Sunday, November 4, 2007

The Overbearingly Genuine Barry

Even though my attention is drawn first to the oversized text in One Hundred Demons, Barry's drawings often allude to what isn't said. One particular image, a depiction of an older Lynda in panel 172.2, makes a connection between her and her mother quite clear (see 173.1). The caption in the first panel reads into this juxtaposition, as well, as it points out that her "response, of course, is the wrong one. I yell at them. Loudly. Repeatedly." Barry doesn't need to say that she disapproves of her upbringing for the reader to understand her feelings towards her mother's repeated reprimands.

But Barry isn't satisfied with this kind of semi-subtle connection. In this particular story of Dogs, Barry then explicitly makes the connection between her treatment of Ooola [the dog] and her mother's treatment of her as a child (for instance, panel 175.2 directly compares Lynda to Ooola saying, "But I also grew up in a violent house.") By the end of the story, the reader has been coralled so deeply into the extended metaphor that he or she falls easily into the last frame - one depicting Lynda, her husband and pets sleeping happily and soundly (180.2). The text in this frame reads, "All she needed was to find the right home. But that's true for all of us, isn't it?"

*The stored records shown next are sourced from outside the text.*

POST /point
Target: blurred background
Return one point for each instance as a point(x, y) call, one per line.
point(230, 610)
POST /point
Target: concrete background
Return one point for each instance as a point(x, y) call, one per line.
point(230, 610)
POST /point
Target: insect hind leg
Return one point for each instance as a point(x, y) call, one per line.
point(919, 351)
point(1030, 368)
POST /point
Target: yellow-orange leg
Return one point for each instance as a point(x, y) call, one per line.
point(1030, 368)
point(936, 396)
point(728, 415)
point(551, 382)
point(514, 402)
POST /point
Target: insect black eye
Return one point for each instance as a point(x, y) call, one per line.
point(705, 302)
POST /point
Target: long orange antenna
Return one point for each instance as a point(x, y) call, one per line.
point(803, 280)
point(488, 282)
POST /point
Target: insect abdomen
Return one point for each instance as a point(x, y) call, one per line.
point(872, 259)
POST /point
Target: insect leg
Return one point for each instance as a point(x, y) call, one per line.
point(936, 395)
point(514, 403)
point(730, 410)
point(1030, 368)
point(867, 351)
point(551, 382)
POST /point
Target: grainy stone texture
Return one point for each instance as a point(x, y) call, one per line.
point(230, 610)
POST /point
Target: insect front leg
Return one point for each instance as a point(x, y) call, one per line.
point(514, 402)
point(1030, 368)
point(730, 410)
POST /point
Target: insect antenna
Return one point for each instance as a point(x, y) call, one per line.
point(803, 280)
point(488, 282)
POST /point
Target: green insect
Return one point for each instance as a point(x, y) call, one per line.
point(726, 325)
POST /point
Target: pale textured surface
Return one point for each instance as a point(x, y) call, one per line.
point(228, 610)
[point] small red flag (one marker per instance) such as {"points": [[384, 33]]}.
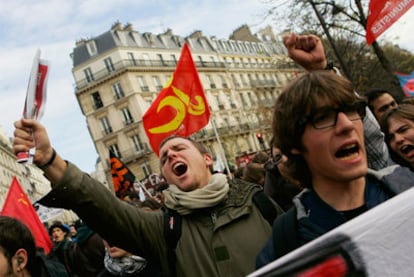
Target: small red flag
{"points": [[122, 178], [18, 205], [382, 14], [181, 107], [407, 83]]}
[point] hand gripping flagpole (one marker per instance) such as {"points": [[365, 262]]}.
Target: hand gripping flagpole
{"points": [[35, 99]]}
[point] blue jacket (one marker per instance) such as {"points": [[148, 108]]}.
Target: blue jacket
{"points": [[311, 217]]}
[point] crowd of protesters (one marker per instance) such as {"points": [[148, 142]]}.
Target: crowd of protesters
{"points": [[326, 165]]}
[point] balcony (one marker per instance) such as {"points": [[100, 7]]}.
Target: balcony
{"points": [[126, 64], [263, 83]]}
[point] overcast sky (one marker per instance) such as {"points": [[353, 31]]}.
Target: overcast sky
{"points": [[55, 25]]}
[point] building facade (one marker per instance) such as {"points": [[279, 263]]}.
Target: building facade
{"points": [[119, 73]]}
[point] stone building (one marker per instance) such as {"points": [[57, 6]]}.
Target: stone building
{"points": [[119, 73]]}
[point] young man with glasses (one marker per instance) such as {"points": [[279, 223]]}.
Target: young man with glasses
{"points": [[318, 125]]}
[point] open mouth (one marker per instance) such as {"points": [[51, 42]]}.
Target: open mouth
{"points": [[348, 152], [179, 169], [406, 149]]}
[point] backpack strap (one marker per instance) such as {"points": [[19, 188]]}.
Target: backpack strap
{"points": [[266, 206], [172, 233], [285, 233]]}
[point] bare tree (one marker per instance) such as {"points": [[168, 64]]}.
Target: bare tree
{"points": [[337, 19]]}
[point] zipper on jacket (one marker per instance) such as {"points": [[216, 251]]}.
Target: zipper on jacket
{"points": [[214, 218]]}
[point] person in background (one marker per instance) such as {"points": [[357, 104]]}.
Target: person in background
{"points": [[398, 127], [278, 185], [254, 173], [62, 245], [73, 232], [87, 254], [18, 253], [379, 101], [119, 262]]}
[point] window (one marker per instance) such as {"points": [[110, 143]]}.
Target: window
{"points": [[219, 104], [161, 59], [136, 141], [107, 129], [244, 81], [127, 116], [211, 81], [91, 46], [109, 65], [118, 92], [131, 58], [114, 148], [88, 75], [236, 83], [142, 83], [97, 101], [157, 83], [145, 168], [223, 82]]}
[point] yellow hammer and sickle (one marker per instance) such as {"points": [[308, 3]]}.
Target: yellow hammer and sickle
{"points": [[24, 202], [179, 103]]}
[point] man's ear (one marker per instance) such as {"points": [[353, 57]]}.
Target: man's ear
{"points": [[20, 260], [208, 158]]}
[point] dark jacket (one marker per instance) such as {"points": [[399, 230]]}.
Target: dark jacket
{"points": [[278, 188], [219, 241], [87, 253]]}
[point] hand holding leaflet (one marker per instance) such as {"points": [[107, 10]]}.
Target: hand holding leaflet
{"points": [[35, 98]]}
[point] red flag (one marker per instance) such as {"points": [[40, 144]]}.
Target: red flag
{"points": [[181, 107], [406, 82], [34, 104], [122, 178], [382, 14], [18, 205]]}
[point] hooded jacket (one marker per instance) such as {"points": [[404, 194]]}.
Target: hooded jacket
{"points": [[219, 241]]}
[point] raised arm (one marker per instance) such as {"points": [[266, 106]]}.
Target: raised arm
{"points": [[29, 133], [306, 50]]}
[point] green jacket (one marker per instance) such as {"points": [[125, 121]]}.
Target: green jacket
{"points": [[220, 241]]}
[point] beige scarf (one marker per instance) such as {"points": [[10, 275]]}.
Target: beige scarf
{"points": [[207, 196]]}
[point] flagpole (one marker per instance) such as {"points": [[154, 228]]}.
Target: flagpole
{"points": [[221, 150]]}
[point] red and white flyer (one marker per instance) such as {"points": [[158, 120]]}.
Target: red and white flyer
{"points": [[35, 97]]}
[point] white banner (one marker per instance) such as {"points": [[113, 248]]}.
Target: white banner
{"points": [[377, 243]]}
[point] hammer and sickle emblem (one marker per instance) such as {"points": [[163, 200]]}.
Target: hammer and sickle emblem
{"points": [[181, 103], [21, 200]]}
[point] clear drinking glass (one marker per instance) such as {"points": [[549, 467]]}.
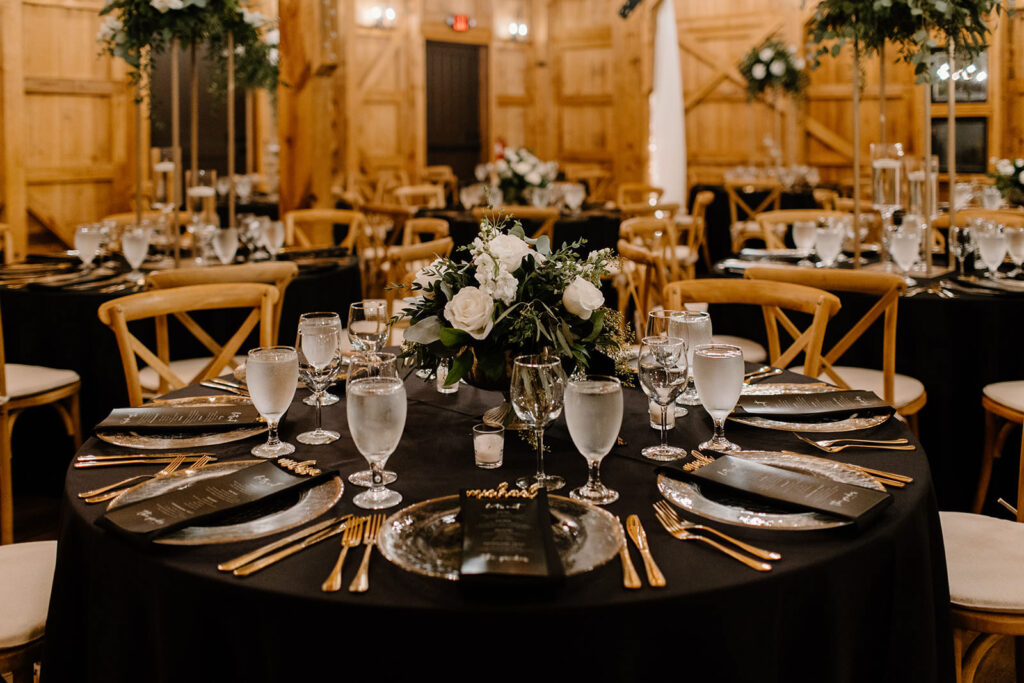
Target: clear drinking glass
{"points": [[594, 415], [537, 391], [662, 367], [364, 367], [271, 374], [318, 346], [376, 409], [718, 371], [368, 326]]}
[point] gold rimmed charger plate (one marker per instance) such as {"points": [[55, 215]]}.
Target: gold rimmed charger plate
{"points": [[185, 439], [426, 538], [311, 503]]}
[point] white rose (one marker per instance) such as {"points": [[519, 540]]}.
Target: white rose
{"points": [[582, 298], [471, 310]]}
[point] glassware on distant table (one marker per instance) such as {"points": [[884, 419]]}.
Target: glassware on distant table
{"points": [[594, 416], [537, 392], [376, 409], [271, 374], [718, 371], [318, 346], [365, 367], [488, 445], [662, 367]]}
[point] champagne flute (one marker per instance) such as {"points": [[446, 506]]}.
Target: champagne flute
{"points": [[320, 352], [662, 366], [376, 409], [271, 373], [537, 392], [718, 372], [363, 367], [594, 415]]}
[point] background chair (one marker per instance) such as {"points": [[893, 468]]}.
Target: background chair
{"points": [[178, 302], [774, 298]]}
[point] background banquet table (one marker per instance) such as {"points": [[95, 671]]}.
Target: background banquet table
{"points": [[840, 606]]}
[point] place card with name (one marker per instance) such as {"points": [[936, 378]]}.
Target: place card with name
{"points": [[825, 404], [507, 538], [212, 498], [181, 418], [792, 489]]}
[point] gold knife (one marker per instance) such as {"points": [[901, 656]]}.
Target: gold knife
{"points": [[639, 536], [231, 565], [630, 577], [253, 567]]}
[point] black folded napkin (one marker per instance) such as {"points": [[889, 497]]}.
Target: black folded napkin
{"points": [[212, 499], [836, 404], [507, 539], [180, 418], [792, 491]]}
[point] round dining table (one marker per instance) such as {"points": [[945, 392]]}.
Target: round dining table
{"points": [[841, 605]]}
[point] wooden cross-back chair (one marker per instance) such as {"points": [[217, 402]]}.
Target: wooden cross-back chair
{"points": [[739, 193], [769, 222], [904, 393], [314, 227], [774, 298], [179, 302]]}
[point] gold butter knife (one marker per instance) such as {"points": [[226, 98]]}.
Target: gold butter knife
{"points": [[639, 536], [253, 567]]}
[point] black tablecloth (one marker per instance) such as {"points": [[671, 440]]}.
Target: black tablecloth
{"points": [[839, 606]]}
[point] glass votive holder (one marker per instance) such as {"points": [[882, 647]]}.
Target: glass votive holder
{"points": [[488, 445]]}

Yet this mini happy ending doesn't just appear in this story. Almost every story in One Hundred Demons lands on a positive or grateful or, at worst, neutral frame. Where a few last frames beckon for her specific past to reach back to her, Barry uses other last frames to make universal statements like that in Dogs or in Hate, where she's grateful for "the feeling every child craves, the feeling of finally being understood." (84.2) And it's in this universality that Barry's Autobifictionalagraphy shines. While Barry's story structure often is repetitive and overbearing and, dare I say, gimmicky, Barry's method of universalizing her experiences allows the reader to identify with her childhood. Barry is not trying to alienate her reader from her awkward experiences growing up; rather, Barry wants to unify her childhood and her adult-self with the world of her reader. In this way, I uphold Barry not as an elitist or pretentious author obsessed with self, but as a down-to-earth writer who is more concerned with benefitting the reader than telling her life story for self-therapy (a self-therapy that Bechdel largely exhibits in Fun Home). And while it might not need to be said that doilies aren't pretentious, I think it's necessary to point out the overly accessible and genuine attributes of the text.

1 comment:

Re-Writing Shakespeare said...

I like how you brought up the connection between Lynda, her mother, and her dogs. While Lynda repeatedly provides us with the relationship she has with her mother, she never provides us with any insight into the relationship she shares with her father. Her absent father almost seemed like a character in the text. After I finished the graphic novel, I couldnt' help but wonder why she never alludes to a relationship or even a non-relationship.